I’ve taken some flak recently for my persistently bearish views of the stock market over the past year. Rightfully so. I’ve been dead wrong. And with a record level of bulls it should come as no surprise that they’d like gloat.
But I’d like to make a few things clear. First, I’m not a perma-bear. Far from it. I was rip-snorting bullish on stocks back in early 2009 when it was very painful and lonesome to be such. And when the broader stock market presents investors with another good buying opportunity I won’t hesitate to get bullish again.
Second, just because I “worry top down” that doesn’t prevent me from successfully investing “bottom up.” I was very bullish on Apple a couple of years ago when it was also painful and lonesome to be such. I also turned very bullish on Herbalife earlier this year. Even if these trades were fully hedged they would have crushed the S&P. My worries are also one reason I’ve been bullish long bonds, another trade that has crushed the stock market.

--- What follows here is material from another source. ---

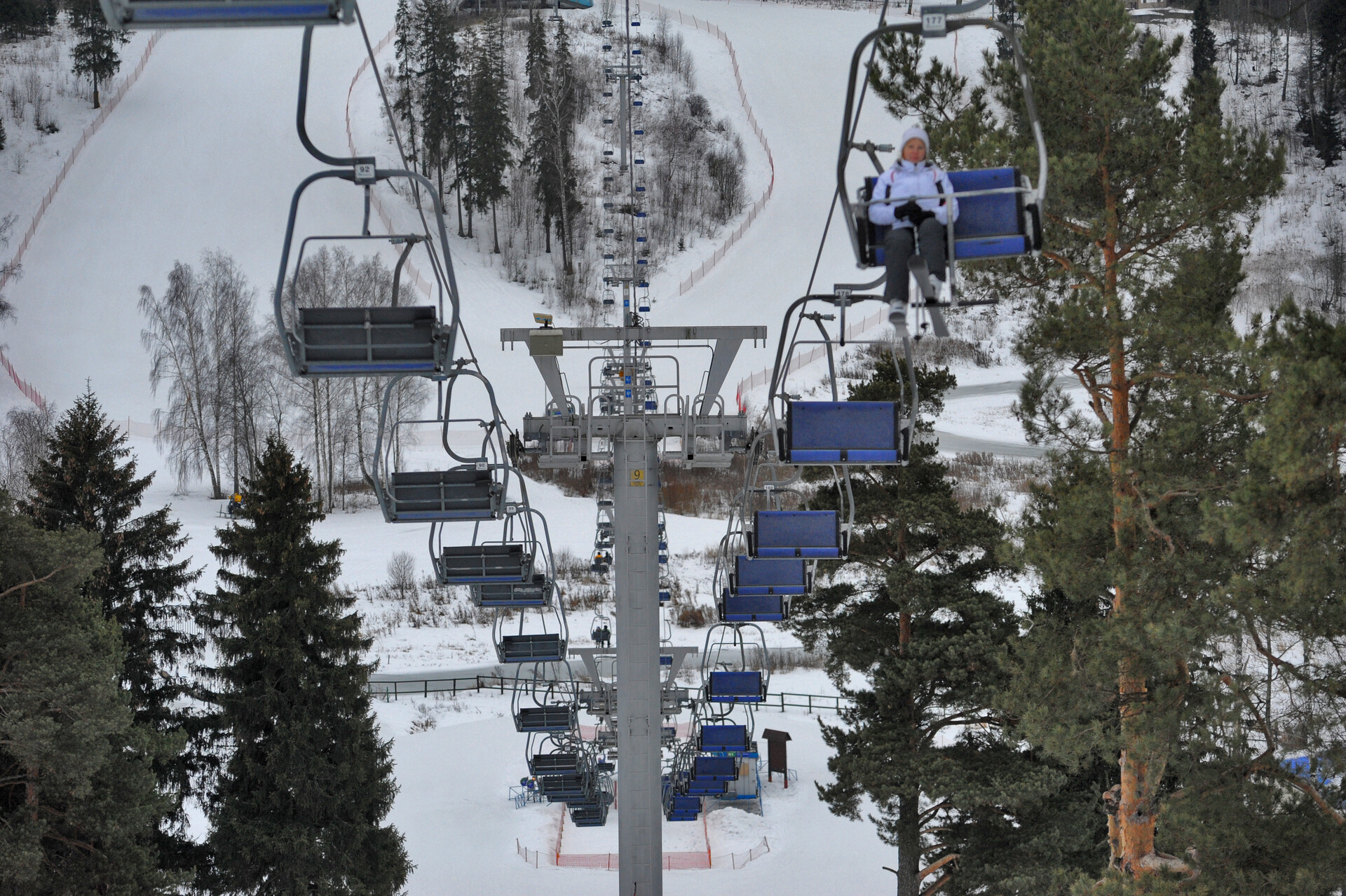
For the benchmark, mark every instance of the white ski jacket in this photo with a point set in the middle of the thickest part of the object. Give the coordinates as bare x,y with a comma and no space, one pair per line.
908,179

I really find it funny that stocks are the only asset class where if you don’t own them – and today that means owning the index – when they go up you’re an idiot. What about those who didn’t own gold in the 2000’s? Or those who didn’t short financials in 2008? Or those who haven’t owned long bonds over the past few years? Why aren’t you an idiot for missing these trades?
Right now there’s a zeitgeist. It’s a mantra among investors that if you don’t own stocks 100% of the time you’re a loser. To me this is asinine. There have been plenty of times throughout history where owning stocks was a loser’s game and today has all of the makings of another one. And the zeitgeist, itself, is compelling anecdotal evidence of that!

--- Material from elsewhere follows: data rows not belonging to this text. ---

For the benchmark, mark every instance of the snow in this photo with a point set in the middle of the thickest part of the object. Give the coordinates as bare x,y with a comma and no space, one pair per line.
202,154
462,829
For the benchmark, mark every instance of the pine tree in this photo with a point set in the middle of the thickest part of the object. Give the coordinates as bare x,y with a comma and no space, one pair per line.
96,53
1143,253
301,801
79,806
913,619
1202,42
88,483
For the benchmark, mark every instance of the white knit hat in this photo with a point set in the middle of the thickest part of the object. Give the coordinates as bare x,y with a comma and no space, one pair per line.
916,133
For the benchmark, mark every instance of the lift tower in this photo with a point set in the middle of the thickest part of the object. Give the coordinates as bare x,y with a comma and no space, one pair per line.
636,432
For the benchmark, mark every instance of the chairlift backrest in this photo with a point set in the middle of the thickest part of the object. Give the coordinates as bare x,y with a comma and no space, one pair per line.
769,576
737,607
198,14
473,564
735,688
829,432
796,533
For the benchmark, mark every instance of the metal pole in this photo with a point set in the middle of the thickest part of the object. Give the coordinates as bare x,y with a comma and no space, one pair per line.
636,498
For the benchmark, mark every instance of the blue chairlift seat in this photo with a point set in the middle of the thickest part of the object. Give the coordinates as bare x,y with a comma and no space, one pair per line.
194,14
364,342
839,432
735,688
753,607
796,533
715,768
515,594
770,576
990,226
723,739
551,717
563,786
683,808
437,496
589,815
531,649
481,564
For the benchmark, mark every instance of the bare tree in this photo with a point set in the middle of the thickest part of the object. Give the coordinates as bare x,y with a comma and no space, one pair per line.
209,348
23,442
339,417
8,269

One of the best rules anybody can learn about investing is to do nothing, absolutely nothing, unless there is something to do… I just wait until there is money lying in the corner, and all I have to do is go over there and pick it up… I wait for a situation that is like the proverbial “shooting fish in a barrel.” -Jim Rogers in Market Wizards
I look for compelling risk/reward setups. That’s my personal style and it works for me. As I see it, the current risk/reward equation for owning an equity index fund is all risk and no reward. And some very smart people agree with the idea.

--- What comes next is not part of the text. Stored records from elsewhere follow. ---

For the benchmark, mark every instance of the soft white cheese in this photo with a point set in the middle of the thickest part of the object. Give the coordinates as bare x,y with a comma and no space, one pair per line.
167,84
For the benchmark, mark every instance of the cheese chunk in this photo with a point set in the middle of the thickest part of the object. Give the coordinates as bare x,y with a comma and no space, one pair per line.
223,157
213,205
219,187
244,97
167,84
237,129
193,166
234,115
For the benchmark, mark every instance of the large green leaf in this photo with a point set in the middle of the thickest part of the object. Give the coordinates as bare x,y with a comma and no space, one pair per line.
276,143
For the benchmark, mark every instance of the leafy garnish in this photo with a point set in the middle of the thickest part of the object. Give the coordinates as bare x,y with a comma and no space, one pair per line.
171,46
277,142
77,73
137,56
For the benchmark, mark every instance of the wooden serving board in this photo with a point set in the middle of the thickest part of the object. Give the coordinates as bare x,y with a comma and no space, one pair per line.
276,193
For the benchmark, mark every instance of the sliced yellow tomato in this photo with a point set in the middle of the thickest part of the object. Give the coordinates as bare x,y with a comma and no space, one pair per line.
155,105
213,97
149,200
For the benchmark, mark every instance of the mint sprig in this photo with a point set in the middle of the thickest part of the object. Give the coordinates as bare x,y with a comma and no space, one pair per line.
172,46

Ultimately, I still believe it’s time to play defense:
"The most important single decision an investor has to make is whether to be on offense or defense." -Howard Marks http://t.co/FRsHN8IxtG
— Jesse Felder (@jessefelder) April 7, 2015
Marks became bearish on “riskier debt markets” way back in 2004. Just because he was three or four years early does that make him an idiot? Of course not. Did playing defense cost him performance during those years? Yes. But was it worth it? Absolutely. Playing defense was critical to surviving the financial crisis.
Knowing when it’s time to play defense versus offense is critical to staying power in this game. I’ve been through a number of cycles now in my career. I’m not going to simply decide one day to ignore the risks I see just because they haven’t materialized over the past 12 months. I don’t need to own an S&P 500 index fund to make money when there are plenty of other far more compelling ways to do so.
And the single reason I continue to share my bearish views on stocks is that I truly care about trying to help long-term investors avoid another painful lesson. In fact, that’s exactly what I’ve been doing here for nearly a decade now.